“Dad can I watch The Almost Impossible Gameshow?” “Yes son, but only the first fifteen minutes, I’m a responsible parent.”
— Brig Bother (@BothersBar) April 21, 2016
I noticed something whilst watching The Almost Impossible Gameshow yesterday, a show currently going out at 9pm on ITV2. They bleeped out the swearing for the first part of the show and left it untouched for the rest. I wondered if this was a stylistic thing. Swearing’s not something I’m offended by particularly, I think there’s a time and a place but if that time and place isn’t after suddenly falling down a slippery hill then I don’t know what it is, and as an immediate expression of honesty it’s difficult to beat.
Nope, it sounds like ITV and C4 work with a 9:15pm “fuck” watershed, the most ridiculous thing I think I’ve ever heard.
Twitter suggests that it’s because of Section 1.6 of the OFCOM Broadcasting Code:
1.6 The transition to more adult material must not be unduly abrupt at the watershed (in the case of television) or after the time when children are particularly likely to be listening (in the case of radio). For television, the strongest material should appear later in the schedule.
I thought the idea was that if you started a show before the 9pm watershed you couldn’t suddenly change tack as soon as 9pm came round – you know what you’re expecting. It sounds like this is not quite the case. I remain baffled by the idea of inconsistency during the same show.
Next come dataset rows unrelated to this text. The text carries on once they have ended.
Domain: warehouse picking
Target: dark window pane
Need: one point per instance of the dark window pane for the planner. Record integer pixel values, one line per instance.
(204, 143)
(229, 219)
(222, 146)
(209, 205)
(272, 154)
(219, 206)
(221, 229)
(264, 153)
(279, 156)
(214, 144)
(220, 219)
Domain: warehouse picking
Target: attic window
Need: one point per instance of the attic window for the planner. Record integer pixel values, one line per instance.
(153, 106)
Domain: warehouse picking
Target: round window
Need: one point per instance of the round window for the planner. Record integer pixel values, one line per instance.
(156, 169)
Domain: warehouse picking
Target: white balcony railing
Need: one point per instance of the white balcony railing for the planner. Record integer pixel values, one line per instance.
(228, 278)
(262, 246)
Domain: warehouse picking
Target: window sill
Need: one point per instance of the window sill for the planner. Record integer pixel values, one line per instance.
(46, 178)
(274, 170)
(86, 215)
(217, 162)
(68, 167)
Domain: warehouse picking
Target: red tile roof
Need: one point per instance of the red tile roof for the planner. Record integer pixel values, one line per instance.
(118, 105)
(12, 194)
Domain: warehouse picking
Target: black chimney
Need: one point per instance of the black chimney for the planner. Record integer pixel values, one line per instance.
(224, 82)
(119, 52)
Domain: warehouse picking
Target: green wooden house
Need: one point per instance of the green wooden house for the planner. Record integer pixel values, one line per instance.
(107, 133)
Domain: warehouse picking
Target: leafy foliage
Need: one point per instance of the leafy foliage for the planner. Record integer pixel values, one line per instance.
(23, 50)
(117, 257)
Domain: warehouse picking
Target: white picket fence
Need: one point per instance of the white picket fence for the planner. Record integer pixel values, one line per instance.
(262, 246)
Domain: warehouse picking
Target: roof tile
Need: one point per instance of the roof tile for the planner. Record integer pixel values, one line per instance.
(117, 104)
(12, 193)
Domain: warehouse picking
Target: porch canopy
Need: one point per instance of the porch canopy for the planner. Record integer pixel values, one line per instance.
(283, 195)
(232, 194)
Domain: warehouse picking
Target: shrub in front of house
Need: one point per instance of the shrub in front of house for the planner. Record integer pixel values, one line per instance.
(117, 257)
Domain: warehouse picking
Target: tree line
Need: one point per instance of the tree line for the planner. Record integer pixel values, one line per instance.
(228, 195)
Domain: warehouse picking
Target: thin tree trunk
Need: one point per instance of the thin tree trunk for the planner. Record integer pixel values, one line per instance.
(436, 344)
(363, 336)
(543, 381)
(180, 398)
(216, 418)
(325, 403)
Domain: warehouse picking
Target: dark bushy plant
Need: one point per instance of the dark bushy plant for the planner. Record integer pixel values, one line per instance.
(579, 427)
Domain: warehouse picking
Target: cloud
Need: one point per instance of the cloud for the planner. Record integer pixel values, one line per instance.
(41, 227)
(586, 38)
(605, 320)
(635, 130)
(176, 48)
How is this protecting if they’re just going to be shocked later if they keep watching?
A few people have bought up that C5 got into trouble for excessive swearing on Big Brother immediately after the 9pm watershed, that was in 2011. On Celebrity Big Brother this year they were broadcasting what’s considered a much ruder word barely after 9pm (I remember remarking if it was the earliest in the evening it had been broadcast on television) and nobody seemed especially bothered.
Although as one wag puts it:
@BothersBar By the time they finish reading out the warnings, it's already 9:15.